Second post from the Fringe

Since I last wrote, I’ve had a Fat Franks dog, a New Asian Village butter chicken plate, a Rustixx California pizza, and a Rock Creek pear cider, so my eating-and-drinking festival experience is well under way.

I’ve also seen five more shows and done some volunteer shifts, been rained on, been too hot, and been too cold.

Seven – a dance show by a group from Victoria BC, with seven dances loosely representing the seven stages of grief. I particularly enjoyed the rhythmical unison parts of the dance, and the effect of having several helium balloons taped to the floor and lit.

God is a Scottish Drag Queen III – Mike Delamont’s latest show was exactly what I expected, and funnier than last year’s show.

Come and Go – This puppet story was set late in the age of vaudeville, and the main characters were a couple of vaudeville performers, Jim and Mabel, who disagreed about what to do next with their lives – settle down conventionally or head to Hollywood via work in burlesque.  The story had historical resonance but also touched on some familiar themes in male-female relationships.  “But what would I do there?”  “You’d be my wife”  “… and then I’d kill myself”  “With what?” Ianna Ings and Sophia Burak wrote the script and were joined in performing by Matt Newman.  Scenes with Jim and Mabel were interspersed with vaudeville-performance numbers – a singer, a dancer, a cat playing drinking-glass chimes (my favourite!) and dogs doing tricks.   Jim and Mabel also do a vaudeville-team comic routine which the writers credited to George Burns and Gracie Allen.

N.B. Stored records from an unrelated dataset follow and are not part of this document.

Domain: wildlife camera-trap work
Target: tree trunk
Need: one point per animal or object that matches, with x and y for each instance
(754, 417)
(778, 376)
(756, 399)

Subway Stations of the Cross – Ins Choi, the Toronto playwright of Kim’s Convenience, performs a solo show which starts out as a conversational narrative, explaining the different forms of his name that he’s used over the years and discussing how his family is full of preachers and his mother had hoped that would be his destiny as well.  It gradually shifted into a less realistic and more poetic mode, interpreting encounters he had on subway platforms with mythical import and Christian symbolism.  I appreciated both styles.

Tangled Up in Blue – This short (45-minute) two-hander was delightful and subtle, a contemporary glimpse of long-time friends (Spencer Jewer and Katie Fournell) and the repercussions of a brush with romantic connection.  I appreciated the playwright’s choice not to conclude predictably, and I found both characters very believable.  It reminded me a bit of last year’s Letters to Laura.